Statistical and Robust Translation

ID: 
5
Leader: 
cristina.españa
Timeline: 
October, 2010 - August, 2012

Use of resources

Node Budgeted Period 1 Period 2 Period 3 (est)
UGOT 9 0 RE:0.7 X
UHEL 3 0 X X
UPC 38 0 19 X
Ontotext
BI
UZH

Objectives

The goal is to develop translation methods that complete the grammar-based methods of WP3 to extend their coverage and quality in unconstrained text translation. The focus will be placed on techniques for combining GF-based and statistical machine translation. The WP7 case study on translating Patents text is the natural scenario to test the techniques developed in this package.
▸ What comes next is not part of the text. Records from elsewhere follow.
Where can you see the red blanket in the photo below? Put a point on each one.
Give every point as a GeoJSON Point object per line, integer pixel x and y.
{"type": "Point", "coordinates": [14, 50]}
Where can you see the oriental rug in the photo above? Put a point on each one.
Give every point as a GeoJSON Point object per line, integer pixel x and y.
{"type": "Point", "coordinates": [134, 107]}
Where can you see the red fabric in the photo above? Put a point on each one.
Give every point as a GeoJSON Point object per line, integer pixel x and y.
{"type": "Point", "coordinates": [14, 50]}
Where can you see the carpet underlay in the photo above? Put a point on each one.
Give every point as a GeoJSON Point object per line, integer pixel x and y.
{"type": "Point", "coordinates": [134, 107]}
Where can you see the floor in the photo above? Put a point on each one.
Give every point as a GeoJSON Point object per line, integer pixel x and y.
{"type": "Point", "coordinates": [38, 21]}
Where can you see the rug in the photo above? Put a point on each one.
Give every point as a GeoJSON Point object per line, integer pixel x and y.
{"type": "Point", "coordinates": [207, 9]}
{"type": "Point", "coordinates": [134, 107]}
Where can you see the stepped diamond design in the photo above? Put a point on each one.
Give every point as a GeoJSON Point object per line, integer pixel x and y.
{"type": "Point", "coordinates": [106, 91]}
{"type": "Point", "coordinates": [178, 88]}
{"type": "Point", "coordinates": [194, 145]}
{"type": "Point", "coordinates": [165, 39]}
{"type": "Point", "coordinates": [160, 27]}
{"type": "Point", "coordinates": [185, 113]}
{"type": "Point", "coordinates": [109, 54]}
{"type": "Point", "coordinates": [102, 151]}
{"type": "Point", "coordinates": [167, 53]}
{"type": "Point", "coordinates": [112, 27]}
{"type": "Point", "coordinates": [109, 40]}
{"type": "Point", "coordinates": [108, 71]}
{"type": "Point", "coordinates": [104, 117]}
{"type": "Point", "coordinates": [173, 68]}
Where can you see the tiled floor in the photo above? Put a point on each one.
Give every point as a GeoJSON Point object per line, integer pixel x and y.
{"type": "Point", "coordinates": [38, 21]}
Existing corpora for the WP7 will be used to adapt SMT and grammar based systems to the Patents domain. This research will be conducted on a variety of languages of the project (at least three).

Description of work

The work in this package is organized in three main lines:

  1. Extend the GF domain grammar for the Patents domain developed in WP7 by introducing probabilistic predictions.

  2. Adapt a state-of-the-art SMT system to the Patents domain, by using in-domain multilingual corpora provided by WP7 and synthetic aligned corpora generated in a controlled environment by the GF grammar from (1). All corpora used for domain adaptation will have to be pre-processed with linguistic analyzers.

  3. Develop combination approaches to integrate grammar-based and statistical MT models in a hybrid MT system. At least four variants will be studied (i) (baseline) cascade of independent MT systems; (ii) (hard integration) GF partial output is fixed in a regular SMT decoding (Moses to be used); (iii) (soft integration I) GF partial output, in the form of phrase pairs, is integrated as a discriminative probability feature model in a phrase-based SMT system (Moses to be used); (iv) (soft integration II) GF partial output, in the form of tree fragment pairs, is integrated as a discriminative probability model in a syntax-based SMT system to be used).

The contribution by partners will be as follows: UGOT will work on the domain GF grammar probabilities and the generation of synthetic corpora for SMT adaptation. UPC will lead the Package, provide the SMT technology (phrase and syntax-based), coordinate the corpora compilation/alignment, and develop the combined MT models. Mxw will act as a corpora provider for training and adapting the SMT systems. UHEL will work on the usability aspects of the combined system, which are preparatory for WP3.